Payoffs + Risk

Climb the payoffs

Credit Risk And Bond Structure

Review spreads, seniority, covenants, embedded options, and yield measures.

Lesson Overview

Connect bond terms and credit risk to yield and price behavior.

Level I questions are three-choice multiple choice and are built to reward fast recognition of the relevant rule, relationship, or calculation path. For this lesson, the job is to turn the topic into a repeatable exam move rather than another note to reread.

Mental Model

A bond stack shows seniority, collateral, covenants, embedded options, and spread layers.

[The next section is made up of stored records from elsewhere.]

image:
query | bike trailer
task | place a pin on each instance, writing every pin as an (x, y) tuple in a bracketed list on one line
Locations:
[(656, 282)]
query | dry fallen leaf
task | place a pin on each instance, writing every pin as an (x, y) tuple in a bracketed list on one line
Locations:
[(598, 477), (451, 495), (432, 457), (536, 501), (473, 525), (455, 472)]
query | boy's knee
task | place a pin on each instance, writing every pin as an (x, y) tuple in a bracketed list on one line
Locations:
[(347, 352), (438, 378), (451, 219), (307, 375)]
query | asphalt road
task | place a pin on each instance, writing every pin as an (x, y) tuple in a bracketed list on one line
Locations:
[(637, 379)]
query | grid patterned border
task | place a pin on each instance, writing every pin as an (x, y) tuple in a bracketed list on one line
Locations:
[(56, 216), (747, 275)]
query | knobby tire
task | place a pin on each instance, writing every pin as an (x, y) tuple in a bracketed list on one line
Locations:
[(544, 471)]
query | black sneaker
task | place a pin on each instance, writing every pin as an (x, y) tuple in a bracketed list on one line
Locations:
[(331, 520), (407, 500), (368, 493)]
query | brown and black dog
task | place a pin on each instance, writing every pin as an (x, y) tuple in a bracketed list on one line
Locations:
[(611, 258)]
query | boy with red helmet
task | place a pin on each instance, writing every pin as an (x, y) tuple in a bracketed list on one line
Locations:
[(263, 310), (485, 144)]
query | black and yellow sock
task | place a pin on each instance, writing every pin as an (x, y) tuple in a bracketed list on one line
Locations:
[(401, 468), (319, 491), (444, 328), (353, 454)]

In the Above MPS system, this sits in Payoffs + Risk: Climb the payoffs. Use that shape as the memory hook, then connect it to the precise facts in the question stem.

Exam Playbook

  1. Name the topic before calculating. Decide whether the stem is asking for a definition, direction of effect, classification, or numerical result.
  2. Apply the rule that changes the answer. Ignore details that do not affect the relationship being tested.
  3. Check the answer against the common trap. If the tempting choice matches one of the traps below, slow down before locking it in.

High-Yield Map

  • Higher credit risk generally requires higher spread.
  • Embedded options shift value between issuer and investor.
  • Covenants can reduce creditor risk.

Common Traps

  • Confusing callable and putable value effects.
  • Ignoring seniority in recovery assumptions.
  • Using a yield measure without matching the bond feature.

Repair Drills

  • Classify embedded option benefit as issuer or investor.
  • Rank three bonds by expected spread using only structural clues.